The problem you note, CP, is that I don't really know what my blog is about. Working through the al-anon 4th step on my wife has been one trajectory; I had been totally blocked on that, and doing it on line opened up the flow, but that's almost wrapped up. Maybe I'm relishing an aimlessness that I don't and can't allow myself in my scripts. Maybe I don't have a central drama in my life that's as focussed and compelling as the unfolding stories in the blogs I follow. Or maybe, as you say, I just haven't gotten to the point yet. I have insane and nearly impracticable deadlines on the two scripts I'm writing right now, so maybe I'm just enjoying the absence of a deadline on getting to the point here. I guess I could sum all that up by saying: thank you for your patience. And thanks for helping me realize what I want to say in my next post.
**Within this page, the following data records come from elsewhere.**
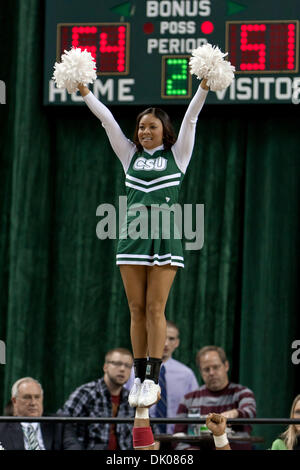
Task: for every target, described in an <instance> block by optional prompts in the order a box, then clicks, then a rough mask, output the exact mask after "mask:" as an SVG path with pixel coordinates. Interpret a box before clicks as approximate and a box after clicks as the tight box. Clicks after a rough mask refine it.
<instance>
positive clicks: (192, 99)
mask: <svg viewBox="0 0 300 470" xmlns="http://www.w3.org/2000/svg"><path fill="white" fill-rule="evenodd" d="M206 82H207V81H206V80H202V81H201V83H200V85H199V87H198V90H197V91H196V93H195V95H194V96H193V98H192V100H191V102H190V104H189V106H188V109H187V111H186V113H185V115H184V118H183V121H182V124H181V127H180V131H179V134H178V139H177V141H176V143H175V144H174V145H173V148H172V150H173V153H174V157H175V160H176V163H177V165H178V167H179V168H180V170H181V171H182V172H183V173H185V172H186V169H187V167H188V164H189V162H190V159H191V156H192V153H193V148H194V142H195V132H196V124H197V120H198V115H199V113H200V111H201V109H202V107H203V105H204V102H205V99H206V96H207V93H208V90H209V88H208V86H207V85H206Z"/></svg>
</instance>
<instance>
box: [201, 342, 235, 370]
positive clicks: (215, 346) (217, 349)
mask: <svg viewBox="0 0 300 470" xmlns="http://www.w3.org/2000/svg"><path fill="white" fill-rule="evenodd" d="M209 351H215V352H216V353H218V355H219V358H220V359H221V361H222V362H223V364H225V362H227V357H226V353H225V351H224V349H223V348H221V347H219V346H204V347H203V348H201V349H200V350H199V351H198V352H197V354H196V364H197V366H198V367H199V368H200V361H201V357H202V356H204V354H206V353H208V352H209Z"/></svg>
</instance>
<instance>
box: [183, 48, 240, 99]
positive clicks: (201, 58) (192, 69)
mask: <svg viewBox="0 0 300 470" xmlns="http://www.w3.org/2000/svg"><path fill="white" fill-rule="evenodd" d="M226 55H227V53H226V54H223V52H222V51H221V50H220V49H219V48H218V47H217V46H212V45H211V44H205V45H204V46H200V47H198V48H197V49H194V50H193V51H192V57H191V58H190V72H191V74H194V75H196V76H197V77H198V78H199V79H202V78H205V79H207V86H209V88H210V89H211V90H212V91H219V90H224V88H227V87H228V86H229V85H230V84H231V82H232V80H233V79H234V71H235V67H234V66H233V65H231V63H230V62H229V61H227V60H224V57H225V56H226Z"/></svg>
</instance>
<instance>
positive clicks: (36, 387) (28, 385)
mask: <svg viewBox="0 0 300 470" xmlns="http://www.w3.org/2000/svg"><path fill="white" fill-rule="evenodd" d="M11 402H12V407H13V415H14V416H28V417H40V416H42V415H43V389H42V387H41V385H40V384H39V382H38V381H37V380H35V379H33V378H31V377H23V378H22V379H19V380H18V381H17V382H16V383H15V384H14V385H13V387H12V398H11ZM0 442H1V445H2V447H4V449H5V450H81V449H82V446H81V445H80V444H79V442H78V441H77V438H76V435H75V432H74V428H73V426H72V425H70V424H68V425H64V424H62V423H53V422H48V423H47V422H42V423H38V422H36V423H33V422H30V423H25V422H24V423H19V422H8V423H0Z"/></svg>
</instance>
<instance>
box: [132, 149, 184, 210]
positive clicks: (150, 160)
mask: <svg viewBox="0 0 300 470" xmlns="http://www.w3.org/2000/svg"><path fill="white" fill-rule="evenodd" d="M183 177H184V174H183V173H182V172H181V171H180V170H179V168H178V166H177V164H176V162H175V158H174V155H173V152H172V150H164V149H160V150H157V151H156V152H154V154H153V155H150V154H149V153H147V151H145V150H144V151H143V152H136V153H135V154H134V155H133V157H132V159H131V162H130V165H129V168H128V170H127V173H126V180H125V186H126V193H127V206H128V208H129V207H131V206H132V205H135V206H136V205H144V206H151V205H152V204H158V205H162V204H163V205H164V206H163V208H165V209H168V208H169V207H171V206H172V204H176V203H177V202H178V195H179V190H180V187H181V183H182V180H183Z"/></svg>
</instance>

Or maybe the one after that.
Tom, I can relate to not knowing what your blog is really about. I don't know what I'm trying to accomplish with mine or my "book" I keep pecking out.
Good luck with your job, I'm sure you'll do a great job.
Your a great source of inspiration for me, it's a window for me to see a writers life. I want so badly to be a writer.
And please don't think I was criticizing........you're just building up to something, that's what I'm beginning to think.........
Hey Tom, I replied to your comment over on my blog, but assumed you'd see this one first. I'd be honored for the link, and thanks for the recommendation, I'll be purchasing it soon.
Have a great evening!
I just found your blog and enjoyed it very much..I will be back!
Just remind yourself that millions of people love McDonalds, but the food is still shit.